Regimen-Aware Forecasting for Mechanistic Virtual Patients with Time-Series Foundation Models
Abstract
Quantitative Systems Pharmacology (QSP) models provide mechanistic representations of disease progression and drug response in virtual patient populations, but their construction and maintenance are resource-intensive. Large pretrained probabilistic time-series foundation models (TSFMs) exhibit strong cross-domain generalization, yet their application in mechanistically informed drug development remains limited. Here, we present a framework that augments QSP-based virtual patient generation with a fine-tuned TSFM surrogate. We fine-tuned Chronos-2 on a synthetic dataset generated from a curated portfolio of mechanistic QSP models and evaluated its performance on an unseen inflammatory bowel disease (IBD) QSP model.

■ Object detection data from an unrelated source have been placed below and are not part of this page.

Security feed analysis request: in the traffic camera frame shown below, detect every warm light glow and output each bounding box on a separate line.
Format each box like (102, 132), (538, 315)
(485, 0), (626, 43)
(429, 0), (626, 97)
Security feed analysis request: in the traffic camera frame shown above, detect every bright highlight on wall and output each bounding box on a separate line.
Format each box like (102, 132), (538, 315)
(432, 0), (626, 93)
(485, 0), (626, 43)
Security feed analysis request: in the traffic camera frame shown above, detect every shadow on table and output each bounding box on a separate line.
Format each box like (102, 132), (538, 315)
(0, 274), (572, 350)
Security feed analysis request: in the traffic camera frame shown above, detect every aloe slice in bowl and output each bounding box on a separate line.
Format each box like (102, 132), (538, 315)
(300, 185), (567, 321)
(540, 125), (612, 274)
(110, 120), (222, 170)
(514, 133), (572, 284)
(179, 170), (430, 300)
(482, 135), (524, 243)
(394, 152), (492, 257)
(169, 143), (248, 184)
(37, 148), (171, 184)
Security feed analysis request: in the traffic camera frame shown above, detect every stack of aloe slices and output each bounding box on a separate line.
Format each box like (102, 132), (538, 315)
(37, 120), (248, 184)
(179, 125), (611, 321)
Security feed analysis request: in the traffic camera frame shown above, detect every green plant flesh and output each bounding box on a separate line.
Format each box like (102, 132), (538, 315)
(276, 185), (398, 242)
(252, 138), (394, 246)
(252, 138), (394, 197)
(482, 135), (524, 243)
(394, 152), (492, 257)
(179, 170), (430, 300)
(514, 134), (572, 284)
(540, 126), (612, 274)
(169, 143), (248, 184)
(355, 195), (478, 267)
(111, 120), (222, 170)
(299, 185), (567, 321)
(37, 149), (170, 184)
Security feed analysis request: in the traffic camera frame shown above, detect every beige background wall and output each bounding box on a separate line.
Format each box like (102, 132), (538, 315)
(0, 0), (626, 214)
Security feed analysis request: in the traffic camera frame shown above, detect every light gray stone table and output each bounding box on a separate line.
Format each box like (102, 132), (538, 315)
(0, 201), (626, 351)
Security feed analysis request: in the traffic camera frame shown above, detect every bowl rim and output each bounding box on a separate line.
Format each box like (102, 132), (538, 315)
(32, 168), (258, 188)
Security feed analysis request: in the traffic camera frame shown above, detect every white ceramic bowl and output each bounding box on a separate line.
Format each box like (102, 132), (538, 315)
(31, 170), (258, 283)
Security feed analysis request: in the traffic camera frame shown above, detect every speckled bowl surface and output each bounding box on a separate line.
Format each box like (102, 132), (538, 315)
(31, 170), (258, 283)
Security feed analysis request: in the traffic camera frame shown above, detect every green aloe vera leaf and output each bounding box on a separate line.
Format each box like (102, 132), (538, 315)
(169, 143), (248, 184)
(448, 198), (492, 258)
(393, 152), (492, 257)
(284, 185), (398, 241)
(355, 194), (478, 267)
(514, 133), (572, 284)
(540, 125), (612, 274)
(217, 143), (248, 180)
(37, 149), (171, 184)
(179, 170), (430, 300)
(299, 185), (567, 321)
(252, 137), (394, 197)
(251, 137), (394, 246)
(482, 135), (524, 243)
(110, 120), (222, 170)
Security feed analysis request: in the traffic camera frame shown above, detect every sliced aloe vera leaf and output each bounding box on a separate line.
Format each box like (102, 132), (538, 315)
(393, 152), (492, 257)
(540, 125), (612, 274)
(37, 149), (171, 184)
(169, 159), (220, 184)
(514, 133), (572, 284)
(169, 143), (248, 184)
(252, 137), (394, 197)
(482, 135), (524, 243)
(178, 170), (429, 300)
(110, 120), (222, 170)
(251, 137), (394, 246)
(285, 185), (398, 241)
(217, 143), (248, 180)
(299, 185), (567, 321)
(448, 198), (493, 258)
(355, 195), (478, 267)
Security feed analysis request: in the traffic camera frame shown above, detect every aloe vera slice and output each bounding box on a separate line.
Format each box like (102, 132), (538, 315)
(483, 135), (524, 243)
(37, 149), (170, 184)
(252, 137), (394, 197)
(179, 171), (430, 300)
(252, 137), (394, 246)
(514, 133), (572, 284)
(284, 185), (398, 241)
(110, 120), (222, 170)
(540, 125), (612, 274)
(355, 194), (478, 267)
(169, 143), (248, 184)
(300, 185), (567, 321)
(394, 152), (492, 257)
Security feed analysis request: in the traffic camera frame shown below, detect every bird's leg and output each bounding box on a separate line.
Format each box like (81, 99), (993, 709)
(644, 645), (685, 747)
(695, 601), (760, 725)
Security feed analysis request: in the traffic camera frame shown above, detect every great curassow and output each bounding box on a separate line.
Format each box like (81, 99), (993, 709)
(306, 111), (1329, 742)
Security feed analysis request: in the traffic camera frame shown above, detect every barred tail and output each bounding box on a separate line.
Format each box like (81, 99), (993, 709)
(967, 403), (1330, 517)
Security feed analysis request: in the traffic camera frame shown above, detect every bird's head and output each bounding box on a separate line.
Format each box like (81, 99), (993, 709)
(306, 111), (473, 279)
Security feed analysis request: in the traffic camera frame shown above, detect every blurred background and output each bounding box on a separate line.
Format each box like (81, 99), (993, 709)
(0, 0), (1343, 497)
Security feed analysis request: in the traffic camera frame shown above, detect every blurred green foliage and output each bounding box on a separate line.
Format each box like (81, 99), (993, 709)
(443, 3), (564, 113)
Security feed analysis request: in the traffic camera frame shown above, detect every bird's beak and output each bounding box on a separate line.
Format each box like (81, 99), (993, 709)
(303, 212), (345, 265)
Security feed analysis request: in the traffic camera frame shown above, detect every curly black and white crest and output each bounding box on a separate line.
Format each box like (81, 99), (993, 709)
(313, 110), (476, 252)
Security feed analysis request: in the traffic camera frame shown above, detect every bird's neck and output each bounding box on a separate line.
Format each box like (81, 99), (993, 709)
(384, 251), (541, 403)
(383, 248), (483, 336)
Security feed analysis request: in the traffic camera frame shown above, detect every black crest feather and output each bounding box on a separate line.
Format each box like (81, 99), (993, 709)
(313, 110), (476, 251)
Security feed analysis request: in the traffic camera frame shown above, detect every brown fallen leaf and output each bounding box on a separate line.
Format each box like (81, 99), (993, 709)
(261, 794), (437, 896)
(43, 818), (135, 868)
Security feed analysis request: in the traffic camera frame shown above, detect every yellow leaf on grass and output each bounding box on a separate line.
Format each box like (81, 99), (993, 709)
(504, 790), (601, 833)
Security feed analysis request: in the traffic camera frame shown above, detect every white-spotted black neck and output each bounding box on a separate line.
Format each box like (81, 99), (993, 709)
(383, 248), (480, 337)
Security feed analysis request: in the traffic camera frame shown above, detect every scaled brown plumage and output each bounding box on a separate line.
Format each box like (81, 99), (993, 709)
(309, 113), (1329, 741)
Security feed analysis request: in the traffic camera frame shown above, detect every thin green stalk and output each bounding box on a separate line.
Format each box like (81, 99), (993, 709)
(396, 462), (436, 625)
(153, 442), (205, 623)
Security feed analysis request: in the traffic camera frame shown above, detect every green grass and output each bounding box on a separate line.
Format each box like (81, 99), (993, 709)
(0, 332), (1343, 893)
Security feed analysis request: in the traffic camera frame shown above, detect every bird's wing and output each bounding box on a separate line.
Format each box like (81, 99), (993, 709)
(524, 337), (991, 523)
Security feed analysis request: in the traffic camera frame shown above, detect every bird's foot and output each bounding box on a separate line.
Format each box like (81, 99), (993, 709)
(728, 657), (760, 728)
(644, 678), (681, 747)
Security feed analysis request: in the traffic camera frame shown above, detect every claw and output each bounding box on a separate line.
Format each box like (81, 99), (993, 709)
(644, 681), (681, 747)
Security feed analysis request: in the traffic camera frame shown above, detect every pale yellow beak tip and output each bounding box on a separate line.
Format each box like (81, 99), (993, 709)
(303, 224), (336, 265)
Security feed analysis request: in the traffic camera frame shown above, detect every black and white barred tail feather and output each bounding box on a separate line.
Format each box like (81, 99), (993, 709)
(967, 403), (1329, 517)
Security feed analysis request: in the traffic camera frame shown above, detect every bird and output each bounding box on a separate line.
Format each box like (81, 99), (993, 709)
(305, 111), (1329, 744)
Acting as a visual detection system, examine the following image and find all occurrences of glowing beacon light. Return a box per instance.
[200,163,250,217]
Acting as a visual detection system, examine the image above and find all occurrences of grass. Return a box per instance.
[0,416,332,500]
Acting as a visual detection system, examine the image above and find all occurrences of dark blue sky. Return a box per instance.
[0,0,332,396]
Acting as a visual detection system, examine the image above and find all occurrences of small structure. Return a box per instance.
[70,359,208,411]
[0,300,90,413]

Forecasts were informed with explicit context in the form of historical and future drug dosing trajectories as exogenous inputs. Regimen-aware fine-tuning reduced predictive error and tightened uncertainty estimates relative to zero-shot inference. Incorporating dosing context alongside fine-tuning lowered both mean prediction error and variability across virtual patients. These results demonstrate that context-informed TSFMs can serve as scalable, reproducible surrogates for QSP workflows, enabling rapid scenario exploration in pharmacological modeling pipelines.